Scotland—IFG: How will Nicola Sturgeon be replaced as Scotland's first minister? The SNP will now elect her successor as party leader, who is then expected to be formally appointed as first minister.
Ukraine—BFPG: Why is Britain so strongly behind Ukraine? Does it matter? As Vladimir Putin continues to discover to his cost, the Western response to Russia’s invasion of Ukraine has been far stronger than anyone anticipated and has so far shown little sign of fading. Of Western players, the UK has been a stand-out ally to Ukraine. The UK’s material contribution is second only to that of the US. And, beyond Ukraine’s immediate neighbours (and potentially Russia’s next victims) Poland and the Baltic states, elite and public opinion in the UK has been most strongly supportive of the people and the armed forces of Ukraine. The question here is not whether it’s right to support Ukraine, but why the UK is doing so strongly and unquestioningly.
Defence—FT: UK defence secretary braced for ‘uphill battle’ with Treasury on military spend. Ben Wallace to argue for extra funding ‘because the world is much more dangerous and unstable’
UK-France—Chatham House: A new momentum grows for UK-France defence cooperation. Both London and Paris appear committed to making the 10 March summit a success by relaunching a positive agenda for bilateral cooperation on a range of issues.
Brexit—UKICE: Will we see a closer UK-EU relationship in the long term? David Hayward responds to a recent UK in a Changing Europe report on the future of UK-EU relations, asking whether we might see a closer relationship with the EU over the longer term.
Brexit—Economist: The Brexit Re-enactment Society. By threatening to rip up EU law, Parliament is reliving past blunders.
London—FT: More risk, fewer rules: the plan to revive the City of London. Ministers and financiers hope ‘Big Bang 2.0’ can be a blueprint for the post-Brexit era. But will its equity markets ever attract big tech companies?

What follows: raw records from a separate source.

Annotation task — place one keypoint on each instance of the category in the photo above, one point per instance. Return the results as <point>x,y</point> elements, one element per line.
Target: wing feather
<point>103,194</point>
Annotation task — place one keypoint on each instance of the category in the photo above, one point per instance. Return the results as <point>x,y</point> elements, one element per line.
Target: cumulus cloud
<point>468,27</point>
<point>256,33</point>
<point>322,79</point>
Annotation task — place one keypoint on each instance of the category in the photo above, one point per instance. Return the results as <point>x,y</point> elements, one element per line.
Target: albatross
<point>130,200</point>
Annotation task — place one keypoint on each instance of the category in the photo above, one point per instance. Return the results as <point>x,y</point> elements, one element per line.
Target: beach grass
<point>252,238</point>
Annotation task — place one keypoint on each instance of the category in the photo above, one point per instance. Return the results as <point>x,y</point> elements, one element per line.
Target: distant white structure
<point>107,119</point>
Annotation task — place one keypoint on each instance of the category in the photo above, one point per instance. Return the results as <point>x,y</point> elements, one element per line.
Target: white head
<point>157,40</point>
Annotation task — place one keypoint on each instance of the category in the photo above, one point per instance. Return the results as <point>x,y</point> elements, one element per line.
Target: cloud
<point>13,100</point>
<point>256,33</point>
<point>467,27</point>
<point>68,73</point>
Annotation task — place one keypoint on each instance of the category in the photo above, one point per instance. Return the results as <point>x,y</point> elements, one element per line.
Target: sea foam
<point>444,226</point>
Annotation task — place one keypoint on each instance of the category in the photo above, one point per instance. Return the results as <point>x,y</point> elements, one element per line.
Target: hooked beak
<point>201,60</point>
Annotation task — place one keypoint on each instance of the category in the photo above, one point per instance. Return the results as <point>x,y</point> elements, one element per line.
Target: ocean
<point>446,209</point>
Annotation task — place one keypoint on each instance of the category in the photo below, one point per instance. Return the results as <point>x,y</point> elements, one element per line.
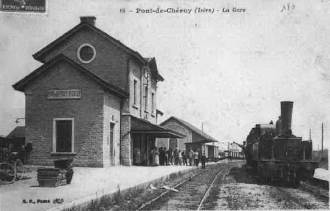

Indo-Pacific—Bloomberg: US Seeks Critical-Minerals Pacts with Japan, UK to Counter China. Deals would open eligibility to Inflation Reduction Act perks. US wants new critical mineral buyers club, officials say.
Indo-Pacific: RUSI: How Labour Can Reform, Rather Than Do Away With, the UK’s Indo-Pacific Tilt. In his recent speech at RUSI, UK Shadow Defence Secretary John Healey set out Labour’s outlook on defence policy. According to Healey, the ‘Indo-Pacific Tilt’ was not just a mistake, but a ‘serious flaw’ of the 2021 Integrated Review. Against the backdrop of a forthcoming refresh of the Review and a general election due by 2025, Labour has started to make the case for how it would approach matters differently. However, rather than dismiss the Tilt, Labour has an opportunity to build on the foundations laid by the current government.
Taiwan—Bloomberg: Britain Wargames a Crash Far Worse Than Covid If Chip Supplies Are Shut Off. Everything from energy security to medical treatment would be at risk — and Brexit has left the UK with fewer options than other western countries.